Kata Container limitations
Kata Container is a technology that utilizes a Virtual Machine (VM) to provide an extra layer of security and isolation for container workloads. Compared to the default Docker* runtime, runs, the system has several differences and limitations.
Although some of the limitations may have potential solutions, others are due to fundamental architectural differences that arise from the use of VMs. For example, with the Kata Container runtime, each container is launched within its own isolated VM with its kernel. This increased isolation level may prevent certain container capabilities from being supported or require implicit enabling through the VM.
Azure Kubernetes Service (AKS) Kata sandboxing architecture
In Microsoft Azure, Kata containers run on top of the Azure hypervisor using the Mariner Linux AKS Container Host. Each pod is run inside a nested Kata virtual machine with resources from the parent virtual machine node that provides a completely isolated kernel.
Due to its efficiency, you can provision many Kata containers in a single guest virtual machine while running containers in the parent VM and have superior isolation in a shared Azure Kubernetes Service Cluster deployment. Note the following architecture components of the Kata-powered pod sandboxing:
- Mariner AKS Container host
- Microsoft Hypervisor with Linux Root Partition
- Integration with the Kata Container runtime
Mariner AKS Container host with Kata Guest VM isolation
Mariner AKS Container Host
The Mariner Linux distribution is the internal distribution used by Microsoft and optimized to run on Microsoft Azure. It is extremely efficient and lean and provides many optimizations that allow it to perform optimally in the cloud-native Azure environment.

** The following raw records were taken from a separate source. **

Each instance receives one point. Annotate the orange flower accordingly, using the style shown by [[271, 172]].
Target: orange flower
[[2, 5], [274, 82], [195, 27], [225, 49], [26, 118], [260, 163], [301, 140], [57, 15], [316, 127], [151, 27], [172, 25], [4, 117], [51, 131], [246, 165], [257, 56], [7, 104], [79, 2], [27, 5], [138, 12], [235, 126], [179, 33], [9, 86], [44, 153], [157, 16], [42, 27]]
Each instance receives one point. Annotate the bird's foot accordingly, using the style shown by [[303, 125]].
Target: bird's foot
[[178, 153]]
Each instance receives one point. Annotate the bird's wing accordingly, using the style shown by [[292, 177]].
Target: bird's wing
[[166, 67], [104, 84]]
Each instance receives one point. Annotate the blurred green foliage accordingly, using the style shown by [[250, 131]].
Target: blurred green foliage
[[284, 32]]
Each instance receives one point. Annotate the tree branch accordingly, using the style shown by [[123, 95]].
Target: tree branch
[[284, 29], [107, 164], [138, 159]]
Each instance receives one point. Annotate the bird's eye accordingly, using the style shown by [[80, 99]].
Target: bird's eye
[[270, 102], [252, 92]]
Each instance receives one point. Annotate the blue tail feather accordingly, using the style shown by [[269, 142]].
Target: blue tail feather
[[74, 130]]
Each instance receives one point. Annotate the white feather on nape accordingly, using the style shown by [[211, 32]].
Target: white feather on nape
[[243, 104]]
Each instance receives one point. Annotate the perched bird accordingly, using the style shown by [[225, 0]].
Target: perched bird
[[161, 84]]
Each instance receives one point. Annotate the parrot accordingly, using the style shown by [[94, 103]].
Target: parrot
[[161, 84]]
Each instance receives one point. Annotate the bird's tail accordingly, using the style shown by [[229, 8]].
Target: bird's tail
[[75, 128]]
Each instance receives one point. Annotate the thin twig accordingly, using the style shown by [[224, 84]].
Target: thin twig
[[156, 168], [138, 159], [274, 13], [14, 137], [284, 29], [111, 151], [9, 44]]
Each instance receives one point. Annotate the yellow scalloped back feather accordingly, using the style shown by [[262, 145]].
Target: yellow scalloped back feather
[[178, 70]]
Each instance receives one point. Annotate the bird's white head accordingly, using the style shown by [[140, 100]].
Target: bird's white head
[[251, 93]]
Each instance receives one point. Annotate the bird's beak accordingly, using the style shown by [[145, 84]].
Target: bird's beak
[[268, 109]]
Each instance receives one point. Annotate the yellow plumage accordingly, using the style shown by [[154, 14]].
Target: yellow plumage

Microsoft hypervisor with Linux Root partition
Another core component is the Microsoft hypervisor which has long since matured, having been tested in Windows Server and Microsoft Azure. However, another critical optimization of the Azure hypervisor concerning Kata virtual machines is that it runs with a Linux root partition. The Linux root partition runs the management stack and controls the hypervisor.
Integration with the Kata Containers
As mentioned, the Kata Containers project is open-source to provide a more secure container environment using extremely lightweight virtual machines. Microsoft has developed integration with Kata Containers, natively used with the new pod sandboxing feature.
The new Microsoft Azure Kubernetes Service (AKS) Kata VM isolated containers provide a great new way to provide strong security isolation between containerized workloads. It does this using more efficient and lean VMs using the Kata Containers open-source project. In addition, by using Kata VM isolated containers, organizations may no longer need to spin up separate Azure Kubernetes Service (AKS) clusters for isolation between tenant containers. The new solution brings the lightweight Kata VMs into the architecture, allowing each pod to have its own container host, eliminating kernel sharing between the pods.